The third win is for fraud prevention. The human-in-the-loop model enhances the ability of the system to respond to signals indicating potential document fraud.
For example, Ocrolus can dive deep into the guts of a document to determine whether someone has edited a field, such as an account number, balance, date, or contact information. It can even detect whether someone opened a document in editing software.
“We can tell when someone adds a font different from the one a financial institution typically uses to produce a document,” Snitkof said. “We can sometimes even identify an earlier version of a document embedded in the file before the fraudster did their evil magic.”
Expanded Access to Credit at a Lower Cost
At that point, the lender’s fraud analyst team can view the document in the Ocrolus dashboard. Ocrolus highlights where it was tampered with to give the lender a sense of what the fraudster might have been up to.

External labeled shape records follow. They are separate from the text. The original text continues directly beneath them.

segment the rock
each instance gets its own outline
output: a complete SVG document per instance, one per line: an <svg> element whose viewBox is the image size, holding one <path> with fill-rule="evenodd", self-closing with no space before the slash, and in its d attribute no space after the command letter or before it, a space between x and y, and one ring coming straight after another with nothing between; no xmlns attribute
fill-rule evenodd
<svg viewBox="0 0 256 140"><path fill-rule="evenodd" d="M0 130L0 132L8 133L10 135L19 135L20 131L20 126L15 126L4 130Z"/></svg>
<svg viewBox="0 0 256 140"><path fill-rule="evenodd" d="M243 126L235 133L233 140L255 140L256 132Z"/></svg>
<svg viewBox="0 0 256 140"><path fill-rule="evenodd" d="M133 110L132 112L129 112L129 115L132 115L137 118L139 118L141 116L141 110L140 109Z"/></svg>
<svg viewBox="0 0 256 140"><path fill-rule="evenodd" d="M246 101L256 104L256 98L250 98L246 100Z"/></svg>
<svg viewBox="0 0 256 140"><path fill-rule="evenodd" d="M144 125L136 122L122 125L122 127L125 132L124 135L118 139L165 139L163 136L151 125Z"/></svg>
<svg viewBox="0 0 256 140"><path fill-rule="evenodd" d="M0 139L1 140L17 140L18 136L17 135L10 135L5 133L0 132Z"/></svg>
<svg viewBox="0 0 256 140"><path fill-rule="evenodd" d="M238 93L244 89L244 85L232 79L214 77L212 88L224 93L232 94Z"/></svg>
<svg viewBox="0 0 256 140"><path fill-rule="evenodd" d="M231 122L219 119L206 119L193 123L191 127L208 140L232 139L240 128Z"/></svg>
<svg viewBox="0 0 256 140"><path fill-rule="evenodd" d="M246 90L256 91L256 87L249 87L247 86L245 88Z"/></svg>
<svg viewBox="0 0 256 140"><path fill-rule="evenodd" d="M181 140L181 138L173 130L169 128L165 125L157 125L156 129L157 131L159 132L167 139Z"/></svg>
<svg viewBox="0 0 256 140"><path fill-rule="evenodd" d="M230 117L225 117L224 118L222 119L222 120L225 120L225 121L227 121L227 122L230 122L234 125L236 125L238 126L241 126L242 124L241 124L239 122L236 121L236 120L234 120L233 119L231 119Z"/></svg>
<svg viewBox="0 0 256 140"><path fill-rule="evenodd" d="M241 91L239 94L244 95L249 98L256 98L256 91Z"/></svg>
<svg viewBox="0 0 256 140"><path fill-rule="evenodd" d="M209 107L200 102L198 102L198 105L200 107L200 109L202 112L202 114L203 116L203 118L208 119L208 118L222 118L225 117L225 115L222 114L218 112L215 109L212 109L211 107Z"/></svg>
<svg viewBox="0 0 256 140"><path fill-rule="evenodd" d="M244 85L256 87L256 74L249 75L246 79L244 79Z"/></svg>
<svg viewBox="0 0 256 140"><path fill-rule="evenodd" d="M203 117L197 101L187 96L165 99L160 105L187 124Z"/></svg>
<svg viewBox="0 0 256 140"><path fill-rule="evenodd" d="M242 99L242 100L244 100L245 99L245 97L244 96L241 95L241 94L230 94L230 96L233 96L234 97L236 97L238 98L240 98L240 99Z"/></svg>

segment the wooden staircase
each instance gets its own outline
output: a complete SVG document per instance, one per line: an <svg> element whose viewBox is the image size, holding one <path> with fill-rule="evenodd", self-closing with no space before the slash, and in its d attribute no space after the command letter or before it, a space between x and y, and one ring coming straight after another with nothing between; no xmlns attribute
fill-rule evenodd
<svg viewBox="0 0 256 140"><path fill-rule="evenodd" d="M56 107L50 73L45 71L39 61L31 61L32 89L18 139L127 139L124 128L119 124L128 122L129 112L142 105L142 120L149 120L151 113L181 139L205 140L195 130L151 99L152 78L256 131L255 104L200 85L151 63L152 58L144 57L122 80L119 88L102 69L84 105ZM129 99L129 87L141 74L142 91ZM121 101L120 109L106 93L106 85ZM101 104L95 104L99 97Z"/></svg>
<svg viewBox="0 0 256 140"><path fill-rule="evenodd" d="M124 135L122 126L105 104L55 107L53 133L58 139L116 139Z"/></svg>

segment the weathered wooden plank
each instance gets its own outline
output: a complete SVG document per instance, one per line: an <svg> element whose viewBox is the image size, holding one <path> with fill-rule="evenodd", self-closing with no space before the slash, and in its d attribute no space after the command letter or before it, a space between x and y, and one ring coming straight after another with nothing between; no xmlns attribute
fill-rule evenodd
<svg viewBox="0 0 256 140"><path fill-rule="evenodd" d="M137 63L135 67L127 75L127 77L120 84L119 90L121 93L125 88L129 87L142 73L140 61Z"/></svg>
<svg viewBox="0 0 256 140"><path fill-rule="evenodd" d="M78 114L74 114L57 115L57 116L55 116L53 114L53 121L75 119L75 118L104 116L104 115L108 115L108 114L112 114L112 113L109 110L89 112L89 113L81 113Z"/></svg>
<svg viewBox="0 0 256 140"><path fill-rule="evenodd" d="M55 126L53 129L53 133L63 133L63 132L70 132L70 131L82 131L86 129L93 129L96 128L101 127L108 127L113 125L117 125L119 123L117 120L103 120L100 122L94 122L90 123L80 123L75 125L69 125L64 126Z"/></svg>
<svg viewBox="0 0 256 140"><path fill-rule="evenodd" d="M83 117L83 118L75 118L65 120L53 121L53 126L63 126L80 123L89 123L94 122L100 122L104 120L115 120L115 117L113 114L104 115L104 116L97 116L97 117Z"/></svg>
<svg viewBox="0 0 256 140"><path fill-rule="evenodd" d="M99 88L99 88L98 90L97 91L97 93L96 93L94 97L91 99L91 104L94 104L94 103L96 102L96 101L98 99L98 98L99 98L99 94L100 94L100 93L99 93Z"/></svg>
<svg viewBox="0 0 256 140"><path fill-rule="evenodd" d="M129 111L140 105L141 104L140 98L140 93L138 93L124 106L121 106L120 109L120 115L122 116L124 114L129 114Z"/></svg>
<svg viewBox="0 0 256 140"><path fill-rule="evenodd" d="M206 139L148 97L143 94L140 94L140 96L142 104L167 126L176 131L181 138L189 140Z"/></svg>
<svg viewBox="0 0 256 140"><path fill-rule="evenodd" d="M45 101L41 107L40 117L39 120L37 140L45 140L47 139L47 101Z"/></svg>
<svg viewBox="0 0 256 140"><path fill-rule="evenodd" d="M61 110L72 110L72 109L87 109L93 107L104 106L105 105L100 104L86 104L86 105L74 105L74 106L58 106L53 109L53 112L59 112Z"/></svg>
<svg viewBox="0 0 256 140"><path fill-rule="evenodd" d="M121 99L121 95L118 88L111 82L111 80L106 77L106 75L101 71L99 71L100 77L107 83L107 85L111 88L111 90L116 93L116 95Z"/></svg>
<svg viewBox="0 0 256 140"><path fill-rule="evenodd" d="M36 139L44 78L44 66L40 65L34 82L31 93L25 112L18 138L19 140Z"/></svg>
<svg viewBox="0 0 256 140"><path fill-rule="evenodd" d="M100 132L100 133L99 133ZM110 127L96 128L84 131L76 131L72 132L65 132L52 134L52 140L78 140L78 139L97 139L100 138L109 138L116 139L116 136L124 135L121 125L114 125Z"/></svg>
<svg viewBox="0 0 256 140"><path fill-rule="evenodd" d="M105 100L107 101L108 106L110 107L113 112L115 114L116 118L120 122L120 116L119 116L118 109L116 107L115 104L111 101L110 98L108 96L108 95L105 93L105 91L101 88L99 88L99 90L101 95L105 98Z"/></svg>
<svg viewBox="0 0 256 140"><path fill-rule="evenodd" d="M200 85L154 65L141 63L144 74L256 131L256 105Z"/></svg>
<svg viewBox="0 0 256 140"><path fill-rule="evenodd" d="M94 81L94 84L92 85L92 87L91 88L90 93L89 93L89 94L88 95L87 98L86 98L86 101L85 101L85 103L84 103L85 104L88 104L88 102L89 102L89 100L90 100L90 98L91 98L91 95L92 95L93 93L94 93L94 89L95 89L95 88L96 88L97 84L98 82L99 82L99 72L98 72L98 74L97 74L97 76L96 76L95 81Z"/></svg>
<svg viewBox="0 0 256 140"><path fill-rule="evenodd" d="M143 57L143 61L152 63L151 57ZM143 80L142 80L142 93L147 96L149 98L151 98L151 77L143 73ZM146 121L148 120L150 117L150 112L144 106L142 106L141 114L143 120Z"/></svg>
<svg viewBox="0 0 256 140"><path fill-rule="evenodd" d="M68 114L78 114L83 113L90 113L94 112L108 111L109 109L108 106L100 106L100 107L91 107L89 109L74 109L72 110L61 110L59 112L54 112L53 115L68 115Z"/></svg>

It all adds up to saving time and money, which works as favorably for lenders as it does for other businesses. Ocrolus enables faster, more accurate lending decisions and corresponding bottom-line improvements.
Ocrolus customers learn the human element isn’t just a factor during the document classification stage. Given the dynamism of the financial marketplace, Ocrolus goes out of its way to communicate with customers and elicit product feedback for future iterations. A comprehensive support channel helps.
“The more customer input we receive, the better,” Snitkof said. “We have a great user-experience research function where we interview clients and prospects, watch them do their jobs, and seek to understand their pain points to tailor what we build to their use cases.”
The payoff at Ocrolus is more efficient mortgage underwriting, fewer bad loans, more right-sized credit lines, and more fraud identified. Ocrolus offers high-quality, trusted financial data and valuable insights to advance lending decision-making.
“That shows the value we’re creating as an ecosystem,” Snitkof said.
Evidence that it’s working includes a record number of new clients acquired in Q1 2023. Even in an uncertain market with higher interest rates and lower lending volume, the strongest and most thoughtful lenders invest in automation, scale, and better decision-making to manage risk and serve customers more effectively.
Lenders plug Ocrolus insights into their credit risk models to enhance the predictiveness and applicability of those models. They receive a much more accurate picture of the customer’s financial condition.
“The smart ones are taking the time to do that,” Snitkof said. “Lenders want to make good loans with a precise handle on the risk.”